It's that kind of risk-taking, coupled with an oftentimes brazen
willingness to say what he thinks, often pointed to challenge his
listeners, occasionally as a host of WXRT's "Eclectic Club," as the
spokesperson for the Artistic Advisory Committee for the Chicago Art
Foundation's museum project, or as conversationalist-in-chief at his Big
Cat Studio on Damen Avenue--always open to the public--that both offends
and enlightens those who take an interest in Chicago art. That includes
a cast of such heavy-lifters as Jonathan Demme and Penn Gillette, as
well as hundreds of collectors of equal renown across the globe. What's
so special about Fitzpatrick? It's not just his stick-tuitiveness, his
mission or the acuteness with which he has defined his audience: his
poetic constellations draw you in, like it or not.

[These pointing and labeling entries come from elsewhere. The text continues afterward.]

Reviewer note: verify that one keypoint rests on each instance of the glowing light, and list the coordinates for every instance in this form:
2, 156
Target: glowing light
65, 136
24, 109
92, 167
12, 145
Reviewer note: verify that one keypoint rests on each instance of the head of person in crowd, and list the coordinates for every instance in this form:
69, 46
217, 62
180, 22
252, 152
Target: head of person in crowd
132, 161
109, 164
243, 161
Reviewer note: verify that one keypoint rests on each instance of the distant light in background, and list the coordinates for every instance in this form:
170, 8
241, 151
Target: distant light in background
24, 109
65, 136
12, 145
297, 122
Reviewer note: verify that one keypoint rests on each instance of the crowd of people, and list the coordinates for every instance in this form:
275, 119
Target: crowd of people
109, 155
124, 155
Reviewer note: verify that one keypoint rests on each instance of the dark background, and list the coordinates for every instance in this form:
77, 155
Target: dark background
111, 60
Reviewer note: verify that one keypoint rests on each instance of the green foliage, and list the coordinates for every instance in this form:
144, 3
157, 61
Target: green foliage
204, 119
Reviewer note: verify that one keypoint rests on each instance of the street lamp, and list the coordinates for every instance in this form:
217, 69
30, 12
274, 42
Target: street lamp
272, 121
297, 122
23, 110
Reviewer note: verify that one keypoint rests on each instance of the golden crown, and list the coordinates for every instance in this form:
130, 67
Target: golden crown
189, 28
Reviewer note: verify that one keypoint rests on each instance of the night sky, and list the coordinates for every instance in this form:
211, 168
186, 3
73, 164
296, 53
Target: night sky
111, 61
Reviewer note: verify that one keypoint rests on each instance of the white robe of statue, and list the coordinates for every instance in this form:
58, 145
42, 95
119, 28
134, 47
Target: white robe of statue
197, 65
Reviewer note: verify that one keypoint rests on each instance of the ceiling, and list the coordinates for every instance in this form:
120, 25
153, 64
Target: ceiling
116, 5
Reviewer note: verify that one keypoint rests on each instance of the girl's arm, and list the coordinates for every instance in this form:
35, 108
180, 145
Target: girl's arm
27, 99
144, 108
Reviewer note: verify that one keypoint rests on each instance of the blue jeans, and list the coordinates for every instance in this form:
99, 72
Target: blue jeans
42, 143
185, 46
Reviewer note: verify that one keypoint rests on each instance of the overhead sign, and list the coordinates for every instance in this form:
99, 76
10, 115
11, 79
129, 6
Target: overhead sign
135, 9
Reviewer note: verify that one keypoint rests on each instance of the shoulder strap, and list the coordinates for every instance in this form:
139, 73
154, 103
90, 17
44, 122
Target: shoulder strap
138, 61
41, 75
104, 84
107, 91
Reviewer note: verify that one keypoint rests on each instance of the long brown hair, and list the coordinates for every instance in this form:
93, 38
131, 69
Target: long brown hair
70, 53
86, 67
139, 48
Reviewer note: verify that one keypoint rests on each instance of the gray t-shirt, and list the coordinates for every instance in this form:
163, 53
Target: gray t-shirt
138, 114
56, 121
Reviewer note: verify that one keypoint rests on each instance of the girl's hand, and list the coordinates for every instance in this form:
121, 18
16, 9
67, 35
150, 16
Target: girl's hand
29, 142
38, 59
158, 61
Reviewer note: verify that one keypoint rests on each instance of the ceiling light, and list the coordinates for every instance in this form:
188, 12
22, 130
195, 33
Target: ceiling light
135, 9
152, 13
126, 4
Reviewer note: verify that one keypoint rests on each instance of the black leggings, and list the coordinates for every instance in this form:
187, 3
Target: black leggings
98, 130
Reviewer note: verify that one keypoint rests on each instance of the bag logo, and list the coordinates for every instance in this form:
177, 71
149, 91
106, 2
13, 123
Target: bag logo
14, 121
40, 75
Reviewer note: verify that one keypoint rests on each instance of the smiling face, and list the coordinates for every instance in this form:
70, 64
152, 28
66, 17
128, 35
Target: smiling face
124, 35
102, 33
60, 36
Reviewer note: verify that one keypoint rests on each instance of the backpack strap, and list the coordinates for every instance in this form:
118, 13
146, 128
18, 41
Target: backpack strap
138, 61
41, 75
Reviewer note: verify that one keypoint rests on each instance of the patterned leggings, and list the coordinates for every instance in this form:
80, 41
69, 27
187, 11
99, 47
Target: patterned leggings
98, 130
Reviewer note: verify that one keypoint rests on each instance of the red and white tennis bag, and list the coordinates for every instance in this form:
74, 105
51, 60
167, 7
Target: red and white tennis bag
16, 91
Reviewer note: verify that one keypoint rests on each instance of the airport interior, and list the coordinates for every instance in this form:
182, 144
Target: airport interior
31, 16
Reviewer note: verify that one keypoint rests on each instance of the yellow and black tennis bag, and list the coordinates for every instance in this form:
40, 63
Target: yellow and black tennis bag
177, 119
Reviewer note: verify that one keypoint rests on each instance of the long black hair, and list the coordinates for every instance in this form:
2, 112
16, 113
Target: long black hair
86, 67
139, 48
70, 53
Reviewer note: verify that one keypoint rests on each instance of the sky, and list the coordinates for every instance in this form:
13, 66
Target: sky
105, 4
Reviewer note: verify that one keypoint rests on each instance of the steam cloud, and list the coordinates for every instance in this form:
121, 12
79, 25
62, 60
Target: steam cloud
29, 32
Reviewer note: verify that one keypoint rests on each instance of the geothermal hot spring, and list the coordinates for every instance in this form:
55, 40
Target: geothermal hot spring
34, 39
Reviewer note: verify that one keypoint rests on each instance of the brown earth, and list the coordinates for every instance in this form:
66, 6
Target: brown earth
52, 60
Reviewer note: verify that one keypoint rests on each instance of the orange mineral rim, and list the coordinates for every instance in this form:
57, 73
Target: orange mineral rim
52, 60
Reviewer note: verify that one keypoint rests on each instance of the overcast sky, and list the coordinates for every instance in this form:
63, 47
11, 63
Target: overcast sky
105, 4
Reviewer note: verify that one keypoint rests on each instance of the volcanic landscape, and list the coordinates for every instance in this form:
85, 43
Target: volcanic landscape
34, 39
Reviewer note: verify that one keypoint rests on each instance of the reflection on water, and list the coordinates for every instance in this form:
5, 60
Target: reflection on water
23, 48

Even if you're not prone to his brand of visual aggregation, of
star-like clusters shoved into a suspended orbit around a moment or
metaphor, often centered on a single, phantasmic central figure--you're
hooked by looking. It's also the simple fact that Fitzpatrick's subject
has long been this city, a place of wonder and imagination for him,
where a kid with a bad temper and an addictive personality could grow up
to become one of Chicago's big-time artists. His crusade to understand
himself by interrogating the Chicago experience as he's lived it makes
Fitzpatrick one of the city's greats.